0

I'm new in shell scripting so I need some help. By shell script I need to get the value of a href property from a html filtered by the class.

eg:

<a class="other class" href="value I don't need"></a> <a class="some class" href="url I need"></a>

In this case I need the href value of the a tag that got the class "some class". I need to put the value into a variable, requires to use sed o grep, I'm not good with reggex at all so I need your help plz.

dakairus
  • 107
  • 1
  • 11

3 Answers3

1

An alternative way using sed and grep.

var=`grep 'class="some class"' <file> | sed -r 's/^.+href="([^"]+)".+$/\1/'`

First grep finds the right line, then the sed replaces the entire line with only the bracketed bit (which is the value of href).
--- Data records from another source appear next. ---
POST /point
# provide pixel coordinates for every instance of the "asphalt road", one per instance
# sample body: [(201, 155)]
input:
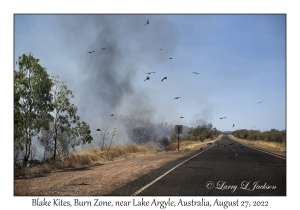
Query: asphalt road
[(220, 170)]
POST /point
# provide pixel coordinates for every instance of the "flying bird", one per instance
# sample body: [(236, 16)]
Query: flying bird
[(147, 22), (148, 78)]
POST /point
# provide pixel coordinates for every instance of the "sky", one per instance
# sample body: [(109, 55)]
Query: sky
[(234, 56), (240, 58)]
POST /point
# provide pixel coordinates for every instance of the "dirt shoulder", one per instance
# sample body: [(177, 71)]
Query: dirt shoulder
[(258, 145), (105, 178)]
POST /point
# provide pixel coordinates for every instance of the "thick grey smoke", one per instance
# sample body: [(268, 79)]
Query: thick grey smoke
[(203, 118), (108, 76)]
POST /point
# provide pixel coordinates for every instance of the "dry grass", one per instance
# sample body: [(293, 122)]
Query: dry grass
[(89, 157), (188, 144), (94, 156), (265, 145)]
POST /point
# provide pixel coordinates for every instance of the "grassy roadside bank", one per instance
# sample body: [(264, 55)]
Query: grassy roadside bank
[(95, 156), (272, 147)]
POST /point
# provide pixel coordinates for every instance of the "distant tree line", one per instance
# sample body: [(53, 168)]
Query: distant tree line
[(272, 135), (43, 112), (202, 132)]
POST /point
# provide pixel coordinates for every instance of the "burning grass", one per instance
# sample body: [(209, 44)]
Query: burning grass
[(89, 157), (95, 156)]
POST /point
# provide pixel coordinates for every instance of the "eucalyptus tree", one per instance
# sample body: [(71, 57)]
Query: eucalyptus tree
[(32, 102), (66, 130)]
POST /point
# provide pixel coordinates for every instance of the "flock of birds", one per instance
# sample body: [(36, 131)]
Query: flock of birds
[(148, 78)]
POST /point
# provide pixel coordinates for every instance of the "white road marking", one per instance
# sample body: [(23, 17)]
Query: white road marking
[(263, 151), (155, 180)]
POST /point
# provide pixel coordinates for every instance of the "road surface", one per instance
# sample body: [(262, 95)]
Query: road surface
[(226, 168)]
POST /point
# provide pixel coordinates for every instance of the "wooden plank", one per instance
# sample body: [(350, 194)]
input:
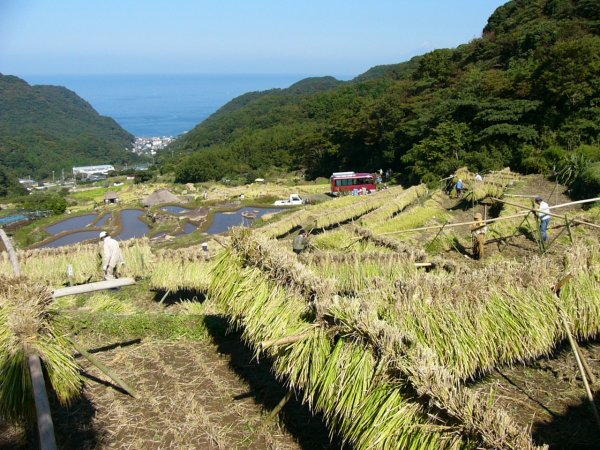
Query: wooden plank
[(92, 287), (11, 253), (42, 406), (104, 369)]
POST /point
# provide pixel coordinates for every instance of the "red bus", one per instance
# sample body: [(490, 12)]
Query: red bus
[(348, 181)]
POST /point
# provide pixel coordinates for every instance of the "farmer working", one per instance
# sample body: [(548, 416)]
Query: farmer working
[(459, 187), (111, 256), (300, 242), (478, 230), (543, 213)]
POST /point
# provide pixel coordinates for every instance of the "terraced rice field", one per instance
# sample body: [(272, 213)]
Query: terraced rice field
[(391, 338)]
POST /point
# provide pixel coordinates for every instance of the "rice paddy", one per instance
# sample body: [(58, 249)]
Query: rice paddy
[(391, 335)]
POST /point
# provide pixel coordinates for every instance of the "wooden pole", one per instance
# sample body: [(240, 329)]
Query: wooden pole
[(164, 296), (11, 253), (554, 214), (109, 373), (40, 397), (92, 287), (578, 357), (452, 225), (42, 406), (277, 408)]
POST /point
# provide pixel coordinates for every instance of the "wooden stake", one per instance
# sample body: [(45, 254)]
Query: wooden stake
[(578, 357), (164, 296), (11, 253), (92, 287), (285, 340), (38, 385), (42, 406), (109, 373), (277, 408)]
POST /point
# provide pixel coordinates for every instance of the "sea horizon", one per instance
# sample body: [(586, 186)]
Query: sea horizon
[(155, 104)]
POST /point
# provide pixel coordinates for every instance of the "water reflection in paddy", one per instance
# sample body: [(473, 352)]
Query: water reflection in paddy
[(223, 221), (72, 223), (175, 209), (189, 228), (132, 225), (103, 220), (72, 239)]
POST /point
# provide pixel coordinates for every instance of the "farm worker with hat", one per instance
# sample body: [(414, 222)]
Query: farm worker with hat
[(300, 242), (478, 230), (459, 188), (111, 256), (543, 213)]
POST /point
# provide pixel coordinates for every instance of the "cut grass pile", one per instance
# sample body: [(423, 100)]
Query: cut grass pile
[(440, 330), (28, 328), (50, 265)]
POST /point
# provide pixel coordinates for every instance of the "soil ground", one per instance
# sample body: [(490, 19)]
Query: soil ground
[(548, 395), (191, 395)]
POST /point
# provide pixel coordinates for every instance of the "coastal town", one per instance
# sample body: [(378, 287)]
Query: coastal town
[(150, 145)]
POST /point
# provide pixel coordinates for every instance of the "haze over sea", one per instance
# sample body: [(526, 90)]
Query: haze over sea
[(162, 105)]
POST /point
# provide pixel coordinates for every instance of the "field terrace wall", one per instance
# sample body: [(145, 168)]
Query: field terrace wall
[(50, 265), (331, 213), (344, 364), (338, 375), (493, 184), (183, 269)]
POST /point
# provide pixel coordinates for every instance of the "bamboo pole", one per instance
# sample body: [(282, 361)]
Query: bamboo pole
[(551, 213), (109, 373), (38, 385), (574, 347), (42, 406), (11, 253), (452, 225), (277, 408), (285, 340), (164, 296), (92, 287)]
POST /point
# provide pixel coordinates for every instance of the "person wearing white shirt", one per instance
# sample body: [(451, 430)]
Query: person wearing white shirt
[(111, 256), (543, 213)]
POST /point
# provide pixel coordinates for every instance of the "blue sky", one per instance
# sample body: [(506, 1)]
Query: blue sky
[(316, 37)]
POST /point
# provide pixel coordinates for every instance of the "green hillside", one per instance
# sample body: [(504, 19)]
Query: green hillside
[(525, 95), (46, 128)]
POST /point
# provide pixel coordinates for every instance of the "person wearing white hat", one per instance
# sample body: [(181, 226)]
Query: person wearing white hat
[(543, 213), (111, 256)]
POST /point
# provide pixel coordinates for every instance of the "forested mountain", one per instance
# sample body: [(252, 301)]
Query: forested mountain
[(46, 128), (525, 95)]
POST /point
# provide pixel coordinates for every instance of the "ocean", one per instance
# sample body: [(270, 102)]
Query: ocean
[(162, 105)]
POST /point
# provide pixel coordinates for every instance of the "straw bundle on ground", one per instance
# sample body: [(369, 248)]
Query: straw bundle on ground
[(395, 205), (498, 315), (175, 274), (26, 327), (50, 265), (413, 217), (339, 377), (281, 265), (409, 251), (327, 214)]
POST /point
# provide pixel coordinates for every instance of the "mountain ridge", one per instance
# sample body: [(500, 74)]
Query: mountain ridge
[(47, 128), (524, 95)]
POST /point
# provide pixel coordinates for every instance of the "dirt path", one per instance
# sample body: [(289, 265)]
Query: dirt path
[(548, 395), (192, 395)]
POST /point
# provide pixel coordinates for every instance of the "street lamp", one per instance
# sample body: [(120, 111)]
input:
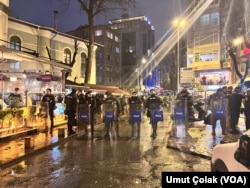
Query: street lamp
[(143, 61), (178, 23)]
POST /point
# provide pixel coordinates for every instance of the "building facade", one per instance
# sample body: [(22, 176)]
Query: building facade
[(207, 43), (137, 39), (108, 57), (34, 57)]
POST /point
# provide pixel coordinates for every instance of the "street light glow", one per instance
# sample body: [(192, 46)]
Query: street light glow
[(238, 41), (178, 23)]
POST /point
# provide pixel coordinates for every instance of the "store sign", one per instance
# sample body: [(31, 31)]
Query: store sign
[(46, 78)]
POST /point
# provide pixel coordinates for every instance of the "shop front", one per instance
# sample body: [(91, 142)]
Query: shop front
[(30, 84)]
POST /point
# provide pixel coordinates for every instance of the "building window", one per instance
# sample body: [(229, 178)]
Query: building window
[(15, 43), (67, 56), (109, 35), (117, 50), (83, 65), (109, 80), (15, 66), (205, 20), (215, 18), (98, 33)]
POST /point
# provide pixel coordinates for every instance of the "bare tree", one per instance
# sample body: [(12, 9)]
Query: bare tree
[(93, 8)]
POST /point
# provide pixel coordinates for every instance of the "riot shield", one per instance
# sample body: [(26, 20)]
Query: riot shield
[(83, 112), (156, 113), (180, 118), (135, 113), (44, 110), (109, 113)]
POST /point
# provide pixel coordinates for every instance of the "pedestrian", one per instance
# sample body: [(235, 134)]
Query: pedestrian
[(183, 96), (247, 110), (153, 103), (70, 111), (216, 101), (229, 90), (88, 100), (80, 96), (235, 101), (135, 104), (51, 104), (15, 99), (112, 100)]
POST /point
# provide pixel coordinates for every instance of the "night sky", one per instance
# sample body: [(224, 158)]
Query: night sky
[(40, 12)]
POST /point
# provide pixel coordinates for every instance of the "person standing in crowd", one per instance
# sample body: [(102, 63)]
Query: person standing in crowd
[(235, 101), (135, 103), (50, 99), (247, 109), (153, 102), (90, 102), (229, 90), (15, 99), (185, 95), (220, 97), (70, 111), (112, 100), (80, 96)]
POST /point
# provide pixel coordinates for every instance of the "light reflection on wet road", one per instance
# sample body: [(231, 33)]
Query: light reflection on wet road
[(104, 162)]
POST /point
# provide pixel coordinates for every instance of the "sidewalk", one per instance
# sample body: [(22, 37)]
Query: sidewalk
[(198, 141)]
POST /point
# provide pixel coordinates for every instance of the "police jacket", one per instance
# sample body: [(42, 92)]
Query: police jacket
[(153, 102), (134, 100), (71, 102), (51, 101), (112, 100)]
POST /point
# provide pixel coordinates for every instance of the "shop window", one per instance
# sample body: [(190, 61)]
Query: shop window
[(67, 56), (98, 33), (83, 65), (15, 43)]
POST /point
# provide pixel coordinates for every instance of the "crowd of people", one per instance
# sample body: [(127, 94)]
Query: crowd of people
[(223, 99), (225, 105)]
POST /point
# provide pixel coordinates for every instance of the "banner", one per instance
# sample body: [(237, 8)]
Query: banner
[(179, 114), (109, 116)]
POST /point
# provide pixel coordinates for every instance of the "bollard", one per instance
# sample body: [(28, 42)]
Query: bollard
[(61, 132), (28, 142)]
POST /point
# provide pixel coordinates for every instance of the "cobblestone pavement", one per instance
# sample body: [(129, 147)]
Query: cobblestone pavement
[(197, 141)]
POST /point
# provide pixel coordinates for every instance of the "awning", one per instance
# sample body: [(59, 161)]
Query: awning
[(101, 89), (75, 85)]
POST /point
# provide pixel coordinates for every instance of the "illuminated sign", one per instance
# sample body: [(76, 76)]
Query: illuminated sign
[(46, 78)]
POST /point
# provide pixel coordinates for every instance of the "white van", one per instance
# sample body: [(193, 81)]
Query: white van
[(232, 157)]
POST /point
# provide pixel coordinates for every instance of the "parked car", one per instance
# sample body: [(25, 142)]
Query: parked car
[(232, 157)]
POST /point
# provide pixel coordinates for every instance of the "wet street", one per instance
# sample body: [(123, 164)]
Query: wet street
[(99, 162)]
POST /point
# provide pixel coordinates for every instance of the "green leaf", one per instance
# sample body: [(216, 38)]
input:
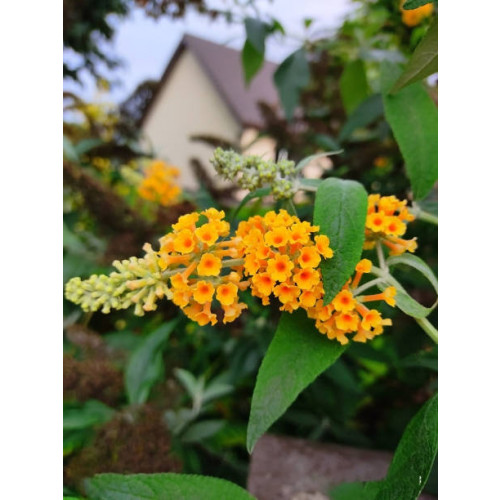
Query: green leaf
[(423, 62), (74, 440), (202, 430), (365, 114), (406, 303), (87, 144), (256, 32), (291, 76), (412, 115), (415, 4), (309, 183), (90, 414), (162, 487), (193, 385), (215, 391), (326, 142), (353, 84), (252, 55), (296, 356), (302, 163), (410, 466), (412, 462), (258, 193), (417, 263), (340, 212), (251, 60), (69, 151), (72, 242), (145, 365)]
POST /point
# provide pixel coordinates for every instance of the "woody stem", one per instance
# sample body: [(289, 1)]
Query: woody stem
[(381, 259), (225, 263)]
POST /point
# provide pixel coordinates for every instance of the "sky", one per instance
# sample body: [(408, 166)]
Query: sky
[(145, 45)]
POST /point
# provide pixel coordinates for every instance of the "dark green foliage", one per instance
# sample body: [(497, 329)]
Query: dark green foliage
[(340, 212), (296, 356)]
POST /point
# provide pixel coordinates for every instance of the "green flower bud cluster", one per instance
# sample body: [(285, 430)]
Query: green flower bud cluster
[(138, 281), (252, 172)]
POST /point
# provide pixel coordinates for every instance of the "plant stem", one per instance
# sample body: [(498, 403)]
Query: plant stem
[(428, 328), (367, 285), (312, 189), (425, 216), (381, 259), (225, 263), (290, 203)]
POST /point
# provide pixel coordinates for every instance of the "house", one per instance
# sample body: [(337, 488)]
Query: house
[(202, 92)]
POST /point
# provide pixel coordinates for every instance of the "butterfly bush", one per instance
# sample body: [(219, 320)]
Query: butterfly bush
[(203, 268)]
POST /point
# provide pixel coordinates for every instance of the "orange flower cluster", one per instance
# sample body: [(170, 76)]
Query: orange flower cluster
[(201, 268), (159, 185), (415, 16), (282, 259), (385, 222), (347, 313)]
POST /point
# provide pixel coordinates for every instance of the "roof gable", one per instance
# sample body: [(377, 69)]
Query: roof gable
[(223, 67)]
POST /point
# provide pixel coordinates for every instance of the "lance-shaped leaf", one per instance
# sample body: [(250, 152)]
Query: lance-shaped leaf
[(423, 62), (412, 115), (354, 88), (290, 78), (296, 356), (145, 365), (340, 212), (252, 55), (410, 466), (162, 487)]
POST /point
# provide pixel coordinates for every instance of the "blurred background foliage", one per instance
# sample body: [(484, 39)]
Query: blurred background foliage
[(159, 393)]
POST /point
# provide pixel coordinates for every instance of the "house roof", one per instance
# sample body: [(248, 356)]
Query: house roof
[(223, 67)]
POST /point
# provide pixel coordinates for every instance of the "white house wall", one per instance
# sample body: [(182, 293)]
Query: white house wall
[(188, 104)]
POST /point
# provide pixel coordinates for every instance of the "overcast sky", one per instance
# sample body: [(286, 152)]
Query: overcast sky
[(146, 45)]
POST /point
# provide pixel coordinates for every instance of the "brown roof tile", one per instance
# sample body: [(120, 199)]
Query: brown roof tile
[(223, 66)]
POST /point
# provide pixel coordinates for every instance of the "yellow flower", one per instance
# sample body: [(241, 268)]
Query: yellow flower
[(286, 293), (158, 184), (344, 301), (227, 294), (306, 278), (203, 292), (364, 266), (381, 161), (233, 311), (309, 257), (386, 223), (376, 222), (415, 16), (184, 242), (308, 299), (371, 319), (263, 283), (186, 221), (209, 265), (347, 321), (280, 268), (207, 234), (277, 237)]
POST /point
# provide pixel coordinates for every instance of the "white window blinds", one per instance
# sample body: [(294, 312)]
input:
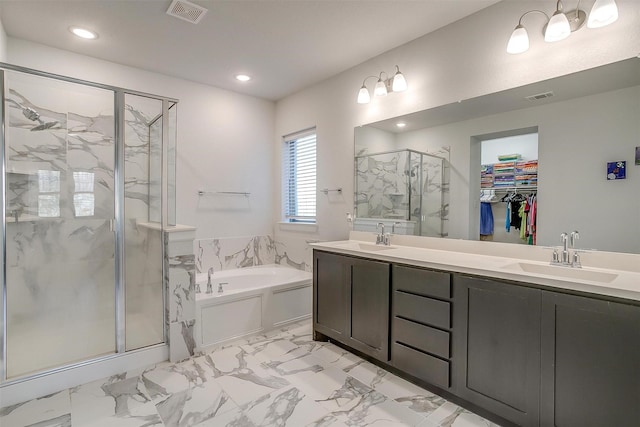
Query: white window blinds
[(299, 177)]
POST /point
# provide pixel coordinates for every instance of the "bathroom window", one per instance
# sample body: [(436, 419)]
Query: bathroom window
[(83, 197), (49, 194), (299, 177)]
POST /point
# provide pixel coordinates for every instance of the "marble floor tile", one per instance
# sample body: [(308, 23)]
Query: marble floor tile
[(401, 391), (285, 407), (116, 400), (50, 411), (279, 378), (452, 415)]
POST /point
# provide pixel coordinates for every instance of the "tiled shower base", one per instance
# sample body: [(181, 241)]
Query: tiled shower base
[(282, 378)]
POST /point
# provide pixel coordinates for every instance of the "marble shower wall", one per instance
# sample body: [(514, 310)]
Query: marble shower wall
[(240, 252), (60, 152), (180, 295), (405, 186), (60, 202)]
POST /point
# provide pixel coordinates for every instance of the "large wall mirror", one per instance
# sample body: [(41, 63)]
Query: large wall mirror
[(425, 177)]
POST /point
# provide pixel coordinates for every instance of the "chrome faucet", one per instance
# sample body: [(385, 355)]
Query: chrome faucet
[(567, 259), (382, 238), (565, 252), (209, 285)]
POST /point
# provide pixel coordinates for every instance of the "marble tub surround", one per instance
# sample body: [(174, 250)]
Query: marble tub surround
[(240, 252), (281, 378), (621, 272)]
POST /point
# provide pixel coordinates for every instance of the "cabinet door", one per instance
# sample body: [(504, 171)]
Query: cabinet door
[(330, 294), (497, 351), (369, 308), (590, 362)]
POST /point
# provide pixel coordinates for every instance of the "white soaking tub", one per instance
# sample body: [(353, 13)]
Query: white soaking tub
[(253, 299)]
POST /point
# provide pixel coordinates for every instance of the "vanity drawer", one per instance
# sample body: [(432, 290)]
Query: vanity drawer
[(420, 365), (422, 282), (422, 337), (422, 309)]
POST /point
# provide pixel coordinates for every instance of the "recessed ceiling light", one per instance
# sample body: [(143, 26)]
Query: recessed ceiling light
[(84, 33)]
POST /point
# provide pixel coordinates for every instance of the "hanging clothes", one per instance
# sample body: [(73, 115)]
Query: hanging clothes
[(486, 219)]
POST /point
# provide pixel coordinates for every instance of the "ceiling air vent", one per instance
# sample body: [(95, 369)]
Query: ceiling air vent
[(539, 96), (186, 11)]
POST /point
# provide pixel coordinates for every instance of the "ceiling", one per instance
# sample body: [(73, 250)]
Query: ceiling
[(285, 45)]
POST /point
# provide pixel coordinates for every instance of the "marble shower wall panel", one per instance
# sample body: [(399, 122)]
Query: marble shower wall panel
[(382, 186), (180, 293)]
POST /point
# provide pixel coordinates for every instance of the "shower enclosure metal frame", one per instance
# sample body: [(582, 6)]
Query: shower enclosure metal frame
[(119, 213)]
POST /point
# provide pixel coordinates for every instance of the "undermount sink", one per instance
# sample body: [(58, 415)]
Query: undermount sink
[(366, 247), (562, 271)]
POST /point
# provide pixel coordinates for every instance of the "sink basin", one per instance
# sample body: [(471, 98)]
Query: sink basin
[(370, 247), (561, 271)]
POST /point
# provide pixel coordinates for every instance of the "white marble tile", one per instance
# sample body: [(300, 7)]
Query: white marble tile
[(374, 409), (336, 357), (117, 400), (285, 407), (452, 415), (52, 410), (192, 406)]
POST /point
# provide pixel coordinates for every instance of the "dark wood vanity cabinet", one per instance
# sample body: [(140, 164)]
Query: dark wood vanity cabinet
[(351, 302), (498, 347), (421, 324), (529, 356), (590, 362)]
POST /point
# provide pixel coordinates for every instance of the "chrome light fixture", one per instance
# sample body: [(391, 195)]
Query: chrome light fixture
[(560, 25), (397, 83)]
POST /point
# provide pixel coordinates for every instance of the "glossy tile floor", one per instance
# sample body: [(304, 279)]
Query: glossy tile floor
[(282, 378)]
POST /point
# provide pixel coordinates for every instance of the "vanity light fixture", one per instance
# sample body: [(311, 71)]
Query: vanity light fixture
[(397, 83), (560, 25), (84, 33)]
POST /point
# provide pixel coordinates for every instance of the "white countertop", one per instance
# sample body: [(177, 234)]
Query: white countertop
[(610, 282)]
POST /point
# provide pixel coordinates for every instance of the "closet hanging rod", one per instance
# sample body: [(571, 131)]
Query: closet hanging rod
[(336, 190), (223, 193)]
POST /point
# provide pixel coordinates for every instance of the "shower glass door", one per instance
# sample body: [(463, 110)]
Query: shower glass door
[(59, 207)]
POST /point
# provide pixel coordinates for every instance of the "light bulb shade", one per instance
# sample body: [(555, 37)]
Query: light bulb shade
[(399, 82), (558, 28), (380, 89), (363, 95), (519, 41), (603, 12)]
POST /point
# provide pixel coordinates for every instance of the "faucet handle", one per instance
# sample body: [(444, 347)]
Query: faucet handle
[(574, 236)]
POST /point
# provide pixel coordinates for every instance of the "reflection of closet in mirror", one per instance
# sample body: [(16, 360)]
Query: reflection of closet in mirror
[(508, 189), (403, 189)]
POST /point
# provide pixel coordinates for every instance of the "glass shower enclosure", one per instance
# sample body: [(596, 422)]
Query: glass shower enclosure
[(403, 188), (85, 194)]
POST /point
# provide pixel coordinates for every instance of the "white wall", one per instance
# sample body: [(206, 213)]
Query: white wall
[(460, 61), (3, 43), (224, 139)]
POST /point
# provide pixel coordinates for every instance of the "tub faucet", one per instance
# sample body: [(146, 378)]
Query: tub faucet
[(382, 238), (209, 285)]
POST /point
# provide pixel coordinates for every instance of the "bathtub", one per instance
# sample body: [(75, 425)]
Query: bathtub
[(254, 299)]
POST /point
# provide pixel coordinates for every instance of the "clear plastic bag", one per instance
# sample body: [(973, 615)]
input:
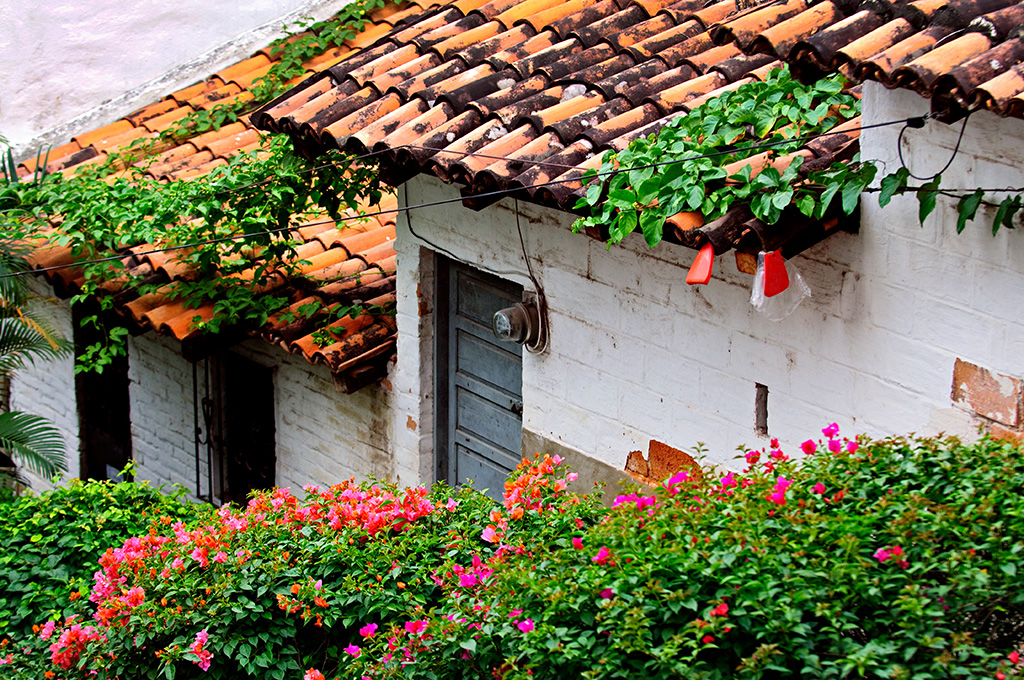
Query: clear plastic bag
[(777, 307)]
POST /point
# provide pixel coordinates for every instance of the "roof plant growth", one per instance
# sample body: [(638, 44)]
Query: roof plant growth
[(228, 227), (897, 558), (682, 168)]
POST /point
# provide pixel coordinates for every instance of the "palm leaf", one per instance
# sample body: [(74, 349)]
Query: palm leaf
[(22, 342), (34, 442)]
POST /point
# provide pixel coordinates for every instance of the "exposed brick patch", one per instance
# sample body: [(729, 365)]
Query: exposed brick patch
[(989, 394), (1006, 434), (663, 461)]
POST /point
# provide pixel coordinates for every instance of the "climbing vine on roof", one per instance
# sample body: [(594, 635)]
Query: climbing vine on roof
[(695, 163), (230, 229)]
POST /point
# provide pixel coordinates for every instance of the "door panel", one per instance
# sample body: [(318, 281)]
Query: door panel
[(479, 381)]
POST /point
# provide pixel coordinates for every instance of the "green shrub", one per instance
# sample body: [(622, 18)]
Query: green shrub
[(51, 543), (889, 559)]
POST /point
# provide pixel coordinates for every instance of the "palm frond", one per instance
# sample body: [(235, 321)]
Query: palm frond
[(22, 342), (34, 442)]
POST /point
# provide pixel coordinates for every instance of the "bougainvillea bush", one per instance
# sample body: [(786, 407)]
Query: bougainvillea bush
[(286, 584), (895, 559), (50, 543)]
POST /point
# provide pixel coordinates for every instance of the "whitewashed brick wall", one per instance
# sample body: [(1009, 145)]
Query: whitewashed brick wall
[(637, 354), (47, 388), (323, 436)]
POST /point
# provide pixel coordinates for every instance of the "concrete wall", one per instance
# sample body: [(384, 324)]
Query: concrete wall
[(636, 354), (323, 436), (72, 66), (47, 388)]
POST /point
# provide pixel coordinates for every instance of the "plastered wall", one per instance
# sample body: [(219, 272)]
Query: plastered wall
[(637, 354)]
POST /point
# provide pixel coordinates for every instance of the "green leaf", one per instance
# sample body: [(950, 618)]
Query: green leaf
[(891, 184), (927, 198), (967, 208)]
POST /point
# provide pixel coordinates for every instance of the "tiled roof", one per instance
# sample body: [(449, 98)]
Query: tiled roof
[(525, 95), (347, 263)]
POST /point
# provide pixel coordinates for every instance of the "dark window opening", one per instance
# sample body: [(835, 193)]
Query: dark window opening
[(761, 410), (246, 459), (103, 413)]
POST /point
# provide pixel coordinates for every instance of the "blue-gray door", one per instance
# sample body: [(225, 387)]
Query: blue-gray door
[(479, 381)]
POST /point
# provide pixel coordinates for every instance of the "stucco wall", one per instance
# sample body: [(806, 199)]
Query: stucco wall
[(636, 354), (47, 388), (323, 436), (73, 66)]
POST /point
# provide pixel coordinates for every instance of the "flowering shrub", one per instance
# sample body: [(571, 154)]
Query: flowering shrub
[(285, 585), (49, 543), (893, 558)]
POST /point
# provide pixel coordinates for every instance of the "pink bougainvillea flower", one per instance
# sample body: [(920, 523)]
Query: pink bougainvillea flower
[(415, 627), (135, 596)]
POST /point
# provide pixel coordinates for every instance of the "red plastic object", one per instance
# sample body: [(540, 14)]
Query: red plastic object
[(700, 269), (776, 278)]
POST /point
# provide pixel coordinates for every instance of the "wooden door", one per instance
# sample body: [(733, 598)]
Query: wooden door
[(479, 381)]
Edit: if you have multiple <a> tags on one line, it gets a bit more tricky. If you can assume that the format of the tag is always like the examples, then you can try this:

var=`grep 'class="some class"' <file> | sed -r 's/^.+class="some class"\s+href="([^"]+)".+$/\1/'`

If you can't assume that (maybe sometimes the href comes before the class) then you're better off using an html parser - regex can't really parse html properly.

cbreezier
  • 1,188
  • 1
  • 9
  • 17
0

Here is one way:

awk -F'href="' '/class="some class/ {split($2,a,"\"");print a[1]}' file
url I need
Jotne
  • 40,548
  • 12
  • 51
  • 55
0

Use grep 'some class'|sed -n 's/.*href="\(.*\)".*/\1/p'

$ cat aaa
<a class="other class" href="value I don't need"></a>
<a class="some class" href="url I need"></a>

$ cat aaa|grep 'some class'|sed -n 's/.*href="\(.*\)".*/\1/p'
url I need
jaekid
  • 31
  • 3